Heimdall API Reference
inference.networking.k8s.io/v1​
InferencePool​
kubectl explain --api-version inference.networking.k8s.io/v1 inferencepools
| Field | Type | Description |
|---|---|---|
apiVersion | string | APIVersion defines the versioned schema of this representation of an object. |
kind | string | Kind is a string value representing the REST resource this object represents. |
metadata | object | Standard object's metadata. |
spec | InferencePoolSpec | Specification of the desired behavior of the InferencePool. |
InferencePoolSpec​
kubectl explain --api-version inference.networking.k8s.io/v1 inferencepools.spec
| Field | Type | Description |
|---|---|---|
endpointPickerRef | EndpointPickerRef | Reference to the EndpointPicker. |
selector | LabelSelector | Selects the pods that belong to the inference pool. |
targetPorts | []TargetPort | List of ports exposed by the inference pool. |
EndpointPickerRef​
kubectl explain --api-version inference.networking.k8s.io/v1 inferencepools.spec.endpointPickerRef
| Field | Type | Description |
|---|---|---|
failureMode | string | FailureMode configures how the parent handles the case when the Endpoint Picker extension is non-responsive. Defaults to "FailClose". |
group | string | Group is the group of the referent API object. Defaults to "". |
kind | string | Kind is the Kubernetes resource kind of the referent. Defaults to "Service". |
name | string | Name is the name of the referent API object. Required. |
port | Port | Port is the port of the Endpoint Picker extension service. |
Port​
| Field | Type | Description |
|---|---|---|
number | integer | Number defines the port number to access the selected model server Pods. |
LabelSelector​
| Field | Type | Description |
|---|---|---|
matchLabels | map[string]string | matchLabels is a map of {key,value} pairs. |
TargetPort​
| Field | Type | Description |
|---|---|---|
number | integer | Number of the port. |
inference.networking.k8s-x.io/v1alpha1​
EndpointPickerConfig​
| Field | Type | Description |
|---|---|---|
data | DataLayerConfig | Data configures the DataLayer. It is required if the new DataLayer is enabled. |
featureGates | []string | FeatureGates is a set of flags that enable various experimental features with the EPP. |
plugins | []PluginSpec | Plugins is the list of plugins that will be instantiated. See Plugins for more details. |
saturationDetector | SaturationDetector | SaturationDetector when present specifies the configuration of the Saturation detector. |
schedulingProfiles | []SchedulingProfile | SchedulingProfiles is the list of named SchedulingProfiles that will be created. |
PluginSpec​
For more details on available plugins, see Plugins.

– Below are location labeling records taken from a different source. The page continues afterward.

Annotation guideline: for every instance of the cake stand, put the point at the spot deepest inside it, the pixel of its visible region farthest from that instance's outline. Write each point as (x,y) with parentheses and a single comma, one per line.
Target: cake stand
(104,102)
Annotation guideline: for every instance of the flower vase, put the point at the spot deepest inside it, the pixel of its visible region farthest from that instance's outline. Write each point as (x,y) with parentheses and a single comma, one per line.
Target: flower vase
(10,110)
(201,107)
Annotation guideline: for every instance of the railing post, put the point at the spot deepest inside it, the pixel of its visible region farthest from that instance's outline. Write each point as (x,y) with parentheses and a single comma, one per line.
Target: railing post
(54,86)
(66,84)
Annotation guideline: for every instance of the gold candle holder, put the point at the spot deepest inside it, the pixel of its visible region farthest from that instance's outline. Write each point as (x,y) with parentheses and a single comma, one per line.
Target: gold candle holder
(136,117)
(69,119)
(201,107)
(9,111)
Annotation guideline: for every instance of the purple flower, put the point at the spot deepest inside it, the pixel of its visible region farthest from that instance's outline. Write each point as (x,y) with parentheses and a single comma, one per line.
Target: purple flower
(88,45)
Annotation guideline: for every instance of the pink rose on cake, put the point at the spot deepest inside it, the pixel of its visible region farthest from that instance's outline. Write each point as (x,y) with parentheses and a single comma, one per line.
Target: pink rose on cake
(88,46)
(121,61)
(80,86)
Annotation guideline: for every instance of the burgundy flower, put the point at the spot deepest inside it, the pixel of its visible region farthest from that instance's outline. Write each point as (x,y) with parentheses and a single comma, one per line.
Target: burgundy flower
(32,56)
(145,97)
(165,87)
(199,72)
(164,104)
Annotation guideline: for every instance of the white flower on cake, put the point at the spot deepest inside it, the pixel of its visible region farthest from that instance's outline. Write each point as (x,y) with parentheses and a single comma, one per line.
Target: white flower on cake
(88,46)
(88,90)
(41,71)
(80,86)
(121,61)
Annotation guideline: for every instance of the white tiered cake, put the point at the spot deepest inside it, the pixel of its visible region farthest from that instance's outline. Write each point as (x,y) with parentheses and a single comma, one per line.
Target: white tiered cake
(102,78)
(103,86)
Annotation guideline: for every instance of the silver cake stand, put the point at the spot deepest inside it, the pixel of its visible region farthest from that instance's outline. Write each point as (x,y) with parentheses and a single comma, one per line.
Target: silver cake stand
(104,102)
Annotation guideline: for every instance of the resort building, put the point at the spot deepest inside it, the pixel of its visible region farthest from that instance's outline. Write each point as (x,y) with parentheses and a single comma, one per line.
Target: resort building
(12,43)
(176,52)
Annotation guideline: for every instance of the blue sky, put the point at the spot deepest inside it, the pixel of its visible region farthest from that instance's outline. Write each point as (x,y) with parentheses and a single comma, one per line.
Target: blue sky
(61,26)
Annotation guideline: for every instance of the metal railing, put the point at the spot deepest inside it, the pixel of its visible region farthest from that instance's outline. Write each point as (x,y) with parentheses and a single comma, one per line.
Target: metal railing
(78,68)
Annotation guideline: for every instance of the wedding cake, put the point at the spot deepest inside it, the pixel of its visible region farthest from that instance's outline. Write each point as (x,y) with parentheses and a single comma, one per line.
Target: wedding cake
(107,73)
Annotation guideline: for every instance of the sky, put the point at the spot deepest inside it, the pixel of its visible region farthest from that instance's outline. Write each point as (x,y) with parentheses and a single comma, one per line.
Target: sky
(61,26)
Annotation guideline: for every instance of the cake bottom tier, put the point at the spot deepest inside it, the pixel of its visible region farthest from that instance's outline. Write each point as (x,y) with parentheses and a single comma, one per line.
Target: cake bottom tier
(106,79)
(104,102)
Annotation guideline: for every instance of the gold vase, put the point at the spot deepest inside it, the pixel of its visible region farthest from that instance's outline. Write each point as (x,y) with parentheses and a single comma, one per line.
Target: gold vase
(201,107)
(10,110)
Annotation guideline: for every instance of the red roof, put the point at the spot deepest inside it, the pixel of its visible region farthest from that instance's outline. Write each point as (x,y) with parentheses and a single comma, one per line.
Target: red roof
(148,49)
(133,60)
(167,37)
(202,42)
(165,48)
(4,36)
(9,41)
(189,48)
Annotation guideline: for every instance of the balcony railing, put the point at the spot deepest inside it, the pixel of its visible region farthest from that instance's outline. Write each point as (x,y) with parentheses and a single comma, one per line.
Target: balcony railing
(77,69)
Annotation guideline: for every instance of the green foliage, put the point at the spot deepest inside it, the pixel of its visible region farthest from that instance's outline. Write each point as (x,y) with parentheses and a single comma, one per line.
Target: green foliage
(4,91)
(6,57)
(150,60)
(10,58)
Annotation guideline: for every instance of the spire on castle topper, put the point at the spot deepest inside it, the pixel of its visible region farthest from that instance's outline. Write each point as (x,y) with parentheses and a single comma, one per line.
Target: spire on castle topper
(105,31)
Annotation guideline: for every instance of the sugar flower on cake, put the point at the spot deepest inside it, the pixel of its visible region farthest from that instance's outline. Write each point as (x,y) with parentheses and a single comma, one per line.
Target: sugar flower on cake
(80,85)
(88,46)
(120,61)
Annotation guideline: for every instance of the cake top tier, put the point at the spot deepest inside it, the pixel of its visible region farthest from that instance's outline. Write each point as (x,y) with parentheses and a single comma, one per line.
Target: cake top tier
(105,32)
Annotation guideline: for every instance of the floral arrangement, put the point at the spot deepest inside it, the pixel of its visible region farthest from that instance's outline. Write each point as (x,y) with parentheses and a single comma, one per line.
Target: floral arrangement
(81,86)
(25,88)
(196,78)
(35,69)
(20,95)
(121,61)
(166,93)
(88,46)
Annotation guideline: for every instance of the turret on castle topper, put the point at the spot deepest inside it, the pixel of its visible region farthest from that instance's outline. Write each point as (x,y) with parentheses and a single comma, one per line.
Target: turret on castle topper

| Field | Type | Description |
|---|---|---|
name | string | Name provides a name for plugin entries to reference. If omitted, the value of the Plugin's Type field will be used. |
parameters | object | Parameters are the set of parameters to be passed to the plugin's factory function. |
type | string | Type specifies the plugin type to be instantiated. |
SchedulingProfile​
A SchedulingProfile executes its plugins in order: Filters, Scorers, then Picker. Only plugins that implement the Filter, Scorer, or Picker interface can be referenced here. Profile handlers operate at the top level and are not part of individual profiles.
| Field | Type | Description |
|---|---|---|
name | string | Name specifies the name of this SchedulingProfile. |
plugins | []SchedulingPlugin | Plugins is the list of plugins for this SchedulingProfile. They are assigned to the appropriate "slots" based on their type. |